Just as serious are the stickers that warn that “Angels are onboard”. I am left to wonder if the 34-year-old woman without earrings driving the car is really an angel, or if she knocked down an angel who was standing in the middle of the Third Mainland Bridge and is now rushing him to the hospital for treatment. Given the medical quality of Lagos hospitals, I fear the angel might lose his/her wings.

Then there are the professional stickers. The stickers that announce the status of the driver just so you know. For example very few people want to get involved with a car sticker that has the Nigerian Bar Association sign on it. By people I mean the police. Doctors are also blessed with really cool stickers.

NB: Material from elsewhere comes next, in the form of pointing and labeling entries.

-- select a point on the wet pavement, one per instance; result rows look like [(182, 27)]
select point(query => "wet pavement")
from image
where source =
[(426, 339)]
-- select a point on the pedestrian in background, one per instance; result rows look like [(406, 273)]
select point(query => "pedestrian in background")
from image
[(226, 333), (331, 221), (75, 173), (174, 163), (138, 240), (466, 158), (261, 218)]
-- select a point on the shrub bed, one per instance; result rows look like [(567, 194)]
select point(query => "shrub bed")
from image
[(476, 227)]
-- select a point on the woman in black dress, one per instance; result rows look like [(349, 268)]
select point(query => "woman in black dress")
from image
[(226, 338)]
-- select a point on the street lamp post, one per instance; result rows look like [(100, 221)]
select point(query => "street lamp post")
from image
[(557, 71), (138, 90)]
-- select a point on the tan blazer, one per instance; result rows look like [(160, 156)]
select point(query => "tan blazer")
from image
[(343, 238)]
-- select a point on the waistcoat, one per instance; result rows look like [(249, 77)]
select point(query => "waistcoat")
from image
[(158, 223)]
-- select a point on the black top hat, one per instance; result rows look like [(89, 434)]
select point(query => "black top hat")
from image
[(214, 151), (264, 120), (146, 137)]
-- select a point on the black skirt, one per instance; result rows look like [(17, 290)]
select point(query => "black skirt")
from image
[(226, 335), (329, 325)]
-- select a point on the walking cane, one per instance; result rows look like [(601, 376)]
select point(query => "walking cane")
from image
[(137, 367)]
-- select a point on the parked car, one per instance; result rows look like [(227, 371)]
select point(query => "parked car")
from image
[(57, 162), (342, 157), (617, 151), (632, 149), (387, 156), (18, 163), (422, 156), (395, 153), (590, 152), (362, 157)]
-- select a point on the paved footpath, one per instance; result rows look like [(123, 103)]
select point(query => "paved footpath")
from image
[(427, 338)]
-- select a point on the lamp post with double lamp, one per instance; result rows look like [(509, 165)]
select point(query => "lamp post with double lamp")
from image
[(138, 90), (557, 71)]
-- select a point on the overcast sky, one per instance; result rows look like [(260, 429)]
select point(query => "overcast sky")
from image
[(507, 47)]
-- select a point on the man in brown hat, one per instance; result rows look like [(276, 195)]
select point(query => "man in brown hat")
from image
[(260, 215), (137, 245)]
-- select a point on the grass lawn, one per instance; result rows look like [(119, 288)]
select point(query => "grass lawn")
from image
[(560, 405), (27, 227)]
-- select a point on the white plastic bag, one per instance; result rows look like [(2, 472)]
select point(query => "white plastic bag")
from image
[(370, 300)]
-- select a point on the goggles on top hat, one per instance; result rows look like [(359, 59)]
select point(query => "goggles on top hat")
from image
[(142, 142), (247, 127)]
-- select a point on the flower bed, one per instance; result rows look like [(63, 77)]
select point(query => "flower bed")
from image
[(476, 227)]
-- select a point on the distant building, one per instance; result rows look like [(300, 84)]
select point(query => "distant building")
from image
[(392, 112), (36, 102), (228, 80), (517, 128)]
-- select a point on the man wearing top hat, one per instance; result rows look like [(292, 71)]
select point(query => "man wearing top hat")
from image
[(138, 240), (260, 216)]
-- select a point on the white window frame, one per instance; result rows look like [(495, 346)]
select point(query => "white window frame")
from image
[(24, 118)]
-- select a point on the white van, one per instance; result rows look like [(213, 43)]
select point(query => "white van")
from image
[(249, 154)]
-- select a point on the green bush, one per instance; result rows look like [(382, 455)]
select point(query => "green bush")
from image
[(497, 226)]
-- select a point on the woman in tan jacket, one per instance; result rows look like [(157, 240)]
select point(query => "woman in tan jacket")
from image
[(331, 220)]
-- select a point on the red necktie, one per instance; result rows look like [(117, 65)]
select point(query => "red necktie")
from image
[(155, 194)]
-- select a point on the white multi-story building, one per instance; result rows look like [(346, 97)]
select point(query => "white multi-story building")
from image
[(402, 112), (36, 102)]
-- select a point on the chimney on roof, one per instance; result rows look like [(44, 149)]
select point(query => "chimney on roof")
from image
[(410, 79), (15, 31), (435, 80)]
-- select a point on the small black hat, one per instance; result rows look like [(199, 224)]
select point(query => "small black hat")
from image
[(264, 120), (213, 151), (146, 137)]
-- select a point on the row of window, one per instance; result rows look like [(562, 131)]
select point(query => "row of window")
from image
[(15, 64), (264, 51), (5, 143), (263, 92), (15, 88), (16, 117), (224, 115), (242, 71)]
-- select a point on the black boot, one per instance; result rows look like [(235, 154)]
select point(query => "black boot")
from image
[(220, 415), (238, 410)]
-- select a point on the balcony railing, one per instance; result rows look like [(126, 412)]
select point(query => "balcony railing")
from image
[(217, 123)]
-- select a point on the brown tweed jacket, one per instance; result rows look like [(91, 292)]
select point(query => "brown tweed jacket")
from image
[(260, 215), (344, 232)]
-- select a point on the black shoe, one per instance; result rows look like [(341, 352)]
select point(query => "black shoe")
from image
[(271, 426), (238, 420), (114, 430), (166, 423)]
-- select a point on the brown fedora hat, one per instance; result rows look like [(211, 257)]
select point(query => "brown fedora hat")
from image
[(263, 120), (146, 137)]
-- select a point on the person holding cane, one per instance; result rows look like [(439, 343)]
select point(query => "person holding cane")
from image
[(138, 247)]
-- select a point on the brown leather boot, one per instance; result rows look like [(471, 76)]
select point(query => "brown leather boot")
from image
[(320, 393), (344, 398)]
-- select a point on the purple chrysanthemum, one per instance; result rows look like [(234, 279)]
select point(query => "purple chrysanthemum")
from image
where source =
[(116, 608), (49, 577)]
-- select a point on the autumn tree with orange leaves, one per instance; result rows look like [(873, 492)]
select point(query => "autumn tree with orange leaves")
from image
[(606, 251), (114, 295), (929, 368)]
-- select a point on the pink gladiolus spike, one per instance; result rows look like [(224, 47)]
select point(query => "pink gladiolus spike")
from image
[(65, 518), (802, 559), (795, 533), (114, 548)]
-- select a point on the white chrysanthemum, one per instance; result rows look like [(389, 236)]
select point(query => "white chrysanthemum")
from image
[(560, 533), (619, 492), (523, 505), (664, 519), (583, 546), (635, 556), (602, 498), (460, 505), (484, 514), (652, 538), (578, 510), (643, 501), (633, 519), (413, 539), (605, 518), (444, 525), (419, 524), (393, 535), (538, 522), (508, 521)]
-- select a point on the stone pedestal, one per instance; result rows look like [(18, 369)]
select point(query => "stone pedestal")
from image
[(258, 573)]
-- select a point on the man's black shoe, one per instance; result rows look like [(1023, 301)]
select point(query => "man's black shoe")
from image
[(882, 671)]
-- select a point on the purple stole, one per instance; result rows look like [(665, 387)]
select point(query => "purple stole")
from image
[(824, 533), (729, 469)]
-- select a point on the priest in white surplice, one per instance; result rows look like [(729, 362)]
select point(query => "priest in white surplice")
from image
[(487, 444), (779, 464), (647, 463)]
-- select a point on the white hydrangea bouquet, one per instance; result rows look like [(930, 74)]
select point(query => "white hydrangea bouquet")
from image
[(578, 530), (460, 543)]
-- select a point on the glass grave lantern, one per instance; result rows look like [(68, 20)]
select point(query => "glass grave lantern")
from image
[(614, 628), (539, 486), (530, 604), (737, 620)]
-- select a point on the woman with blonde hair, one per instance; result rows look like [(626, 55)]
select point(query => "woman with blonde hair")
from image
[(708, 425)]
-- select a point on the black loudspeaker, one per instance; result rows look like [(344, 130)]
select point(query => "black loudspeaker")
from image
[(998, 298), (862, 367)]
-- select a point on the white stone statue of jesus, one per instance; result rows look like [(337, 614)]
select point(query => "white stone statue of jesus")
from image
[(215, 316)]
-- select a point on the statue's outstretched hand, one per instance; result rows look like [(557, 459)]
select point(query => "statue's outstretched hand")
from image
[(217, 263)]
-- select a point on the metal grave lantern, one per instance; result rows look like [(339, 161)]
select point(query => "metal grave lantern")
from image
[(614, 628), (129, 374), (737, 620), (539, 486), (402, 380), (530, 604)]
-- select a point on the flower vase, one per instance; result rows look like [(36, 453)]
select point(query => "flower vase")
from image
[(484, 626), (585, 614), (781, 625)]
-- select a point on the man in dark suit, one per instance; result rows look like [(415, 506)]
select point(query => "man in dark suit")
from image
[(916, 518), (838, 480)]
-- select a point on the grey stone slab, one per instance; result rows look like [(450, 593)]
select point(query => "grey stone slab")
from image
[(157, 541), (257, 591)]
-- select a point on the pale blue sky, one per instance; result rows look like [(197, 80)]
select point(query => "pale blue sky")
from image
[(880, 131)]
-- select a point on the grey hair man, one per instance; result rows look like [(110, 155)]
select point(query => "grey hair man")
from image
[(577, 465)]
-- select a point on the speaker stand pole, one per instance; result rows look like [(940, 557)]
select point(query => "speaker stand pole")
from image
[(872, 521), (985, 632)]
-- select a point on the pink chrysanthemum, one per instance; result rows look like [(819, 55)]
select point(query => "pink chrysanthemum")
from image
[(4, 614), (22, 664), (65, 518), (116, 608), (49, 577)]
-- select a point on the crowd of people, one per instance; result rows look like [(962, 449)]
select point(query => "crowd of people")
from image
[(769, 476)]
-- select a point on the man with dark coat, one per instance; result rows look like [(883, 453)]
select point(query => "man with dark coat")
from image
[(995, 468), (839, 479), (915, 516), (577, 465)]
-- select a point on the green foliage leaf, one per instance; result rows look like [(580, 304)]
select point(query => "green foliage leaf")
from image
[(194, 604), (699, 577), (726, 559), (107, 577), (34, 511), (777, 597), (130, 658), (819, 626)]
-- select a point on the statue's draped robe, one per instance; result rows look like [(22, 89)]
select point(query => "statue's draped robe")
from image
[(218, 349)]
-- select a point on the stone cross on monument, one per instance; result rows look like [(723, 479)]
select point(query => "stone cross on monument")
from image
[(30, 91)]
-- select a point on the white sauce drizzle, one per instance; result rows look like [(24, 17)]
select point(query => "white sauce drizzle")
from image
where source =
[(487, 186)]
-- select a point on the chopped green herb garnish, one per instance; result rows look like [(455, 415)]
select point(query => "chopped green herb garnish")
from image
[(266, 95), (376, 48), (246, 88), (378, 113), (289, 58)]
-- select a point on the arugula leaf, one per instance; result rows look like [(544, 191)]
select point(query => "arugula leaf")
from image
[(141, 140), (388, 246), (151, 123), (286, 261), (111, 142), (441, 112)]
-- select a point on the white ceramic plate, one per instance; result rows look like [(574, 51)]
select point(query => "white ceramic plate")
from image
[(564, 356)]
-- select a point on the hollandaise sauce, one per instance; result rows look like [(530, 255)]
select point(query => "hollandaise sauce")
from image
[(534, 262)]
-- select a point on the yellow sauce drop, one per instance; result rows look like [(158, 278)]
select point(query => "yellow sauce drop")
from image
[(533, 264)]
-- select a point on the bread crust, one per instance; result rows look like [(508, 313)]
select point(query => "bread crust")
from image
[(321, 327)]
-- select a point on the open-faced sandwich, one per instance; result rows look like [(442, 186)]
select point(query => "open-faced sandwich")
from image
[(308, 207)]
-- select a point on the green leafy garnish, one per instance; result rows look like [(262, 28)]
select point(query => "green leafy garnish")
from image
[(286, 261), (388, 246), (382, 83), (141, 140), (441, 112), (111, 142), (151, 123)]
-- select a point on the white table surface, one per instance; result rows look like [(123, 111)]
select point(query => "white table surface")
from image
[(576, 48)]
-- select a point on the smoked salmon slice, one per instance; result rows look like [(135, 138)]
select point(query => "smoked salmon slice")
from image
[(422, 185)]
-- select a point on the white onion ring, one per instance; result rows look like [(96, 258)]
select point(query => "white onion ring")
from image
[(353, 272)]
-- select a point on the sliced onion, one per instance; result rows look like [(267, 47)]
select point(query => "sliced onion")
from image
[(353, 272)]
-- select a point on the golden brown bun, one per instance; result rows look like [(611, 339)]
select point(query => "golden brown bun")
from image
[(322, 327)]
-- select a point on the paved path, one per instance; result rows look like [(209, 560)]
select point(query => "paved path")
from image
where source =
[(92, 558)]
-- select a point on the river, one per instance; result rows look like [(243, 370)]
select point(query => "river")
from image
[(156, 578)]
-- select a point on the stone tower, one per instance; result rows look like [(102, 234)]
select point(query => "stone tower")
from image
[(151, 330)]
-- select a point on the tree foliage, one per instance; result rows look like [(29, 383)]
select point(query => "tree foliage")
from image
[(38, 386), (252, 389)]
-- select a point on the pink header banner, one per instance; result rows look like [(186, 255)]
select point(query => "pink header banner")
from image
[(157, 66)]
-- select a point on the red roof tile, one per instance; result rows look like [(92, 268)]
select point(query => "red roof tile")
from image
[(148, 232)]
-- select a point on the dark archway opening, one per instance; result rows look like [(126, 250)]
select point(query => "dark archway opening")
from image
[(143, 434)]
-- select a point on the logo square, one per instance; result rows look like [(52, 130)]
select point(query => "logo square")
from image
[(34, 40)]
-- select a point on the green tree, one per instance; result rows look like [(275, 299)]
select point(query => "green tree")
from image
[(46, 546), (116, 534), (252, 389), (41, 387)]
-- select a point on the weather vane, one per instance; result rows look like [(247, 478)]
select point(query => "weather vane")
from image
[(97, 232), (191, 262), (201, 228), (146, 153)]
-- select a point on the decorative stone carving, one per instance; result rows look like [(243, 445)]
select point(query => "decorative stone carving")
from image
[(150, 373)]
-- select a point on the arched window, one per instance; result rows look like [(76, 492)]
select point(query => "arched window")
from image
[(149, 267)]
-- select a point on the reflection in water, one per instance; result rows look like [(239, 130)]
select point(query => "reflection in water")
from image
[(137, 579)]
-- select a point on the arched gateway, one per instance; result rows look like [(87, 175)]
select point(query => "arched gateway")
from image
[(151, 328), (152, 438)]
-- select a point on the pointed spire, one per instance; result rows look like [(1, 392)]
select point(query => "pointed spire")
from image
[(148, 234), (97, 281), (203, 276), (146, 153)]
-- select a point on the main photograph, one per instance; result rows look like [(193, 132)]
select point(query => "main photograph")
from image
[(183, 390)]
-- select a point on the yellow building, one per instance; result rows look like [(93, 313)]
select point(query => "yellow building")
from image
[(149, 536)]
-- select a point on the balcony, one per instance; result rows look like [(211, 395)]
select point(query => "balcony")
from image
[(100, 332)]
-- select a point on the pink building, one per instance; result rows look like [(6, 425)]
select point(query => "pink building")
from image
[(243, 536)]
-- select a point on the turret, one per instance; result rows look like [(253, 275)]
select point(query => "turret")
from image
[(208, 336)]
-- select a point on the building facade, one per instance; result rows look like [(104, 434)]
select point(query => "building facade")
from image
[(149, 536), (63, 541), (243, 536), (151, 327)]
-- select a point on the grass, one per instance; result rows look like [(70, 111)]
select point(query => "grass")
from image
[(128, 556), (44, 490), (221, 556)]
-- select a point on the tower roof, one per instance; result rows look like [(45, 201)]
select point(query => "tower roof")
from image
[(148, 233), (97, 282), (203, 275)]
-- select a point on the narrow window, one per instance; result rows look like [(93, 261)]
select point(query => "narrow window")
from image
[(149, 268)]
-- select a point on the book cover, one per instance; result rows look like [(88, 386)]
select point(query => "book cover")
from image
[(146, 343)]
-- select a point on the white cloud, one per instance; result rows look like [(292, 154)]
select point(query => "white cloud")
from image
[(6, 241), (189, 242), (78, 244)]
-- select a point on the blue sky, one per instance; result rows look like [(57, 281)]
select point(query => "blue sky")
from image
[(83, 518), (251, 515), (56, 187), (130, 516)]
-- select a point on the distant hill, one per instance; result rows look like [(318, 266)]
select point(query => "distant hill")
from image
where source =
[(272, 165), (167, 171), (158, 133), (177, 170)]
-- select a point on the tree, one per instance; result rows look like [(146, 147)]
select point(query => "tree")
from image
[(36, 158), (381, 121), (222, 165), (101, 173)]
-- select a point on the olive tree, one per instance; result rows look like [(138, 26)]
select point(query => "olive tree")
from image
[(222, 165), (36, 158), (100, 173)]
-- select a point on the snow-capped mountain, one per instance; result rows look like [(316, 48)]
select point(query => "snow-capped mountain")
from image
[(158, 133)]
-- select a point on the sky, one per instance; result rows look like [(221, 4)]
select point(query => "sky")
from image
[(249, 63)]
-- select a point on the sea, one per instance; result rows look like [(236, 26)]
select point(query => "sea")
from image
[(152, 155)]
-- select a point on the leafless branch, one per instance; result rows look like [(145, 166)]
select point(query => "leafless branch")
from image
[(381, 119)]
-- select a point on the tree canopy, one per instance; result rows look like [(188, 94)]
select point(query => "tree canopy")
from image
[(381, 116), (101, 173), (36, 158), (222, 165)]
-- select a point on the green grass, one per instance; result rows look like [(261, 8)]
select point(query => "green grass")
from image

A doctor can easily race down the opposite lane , swerve between two cars being driven by a teenager and a 62-year-old man and then overtake a police convoy because he is announced to be on a “medical emergency”—also known as It’s my wife’s birthday and I once again forgot to buy her a present.

Then there are the “Get out of Jail” free stickers. A sticker with the letters “ARMY” immediately tells you two things. You don’t want to mess with the driver of the car. And you really don’t want to mess with the driver of the car. Take your pick.

Sadly, not every professional sticker gets the same treatment. Take my sorry case for instance. Midway through my traffic ordeal I was pulled over by the boys of LASTMA because I had wrongly gone down the wrong side of the road to jump a few cars. The LASTMA man stood glaring at me as I slowly wound down. His hair looked uncombed so I decided against announcing how lovely he looked. Instead I said: “I am in a hurry. Work related. It’s an emergency.”

I pointed to my press sticker: “I am a journalist.” His face stayed still for a second as he pondered my explanation and then broke into a sneer.

He pointed to his car with the bold stickers.

“I am a LASTMA official. Show me your papers!” Paper beats rock always you see.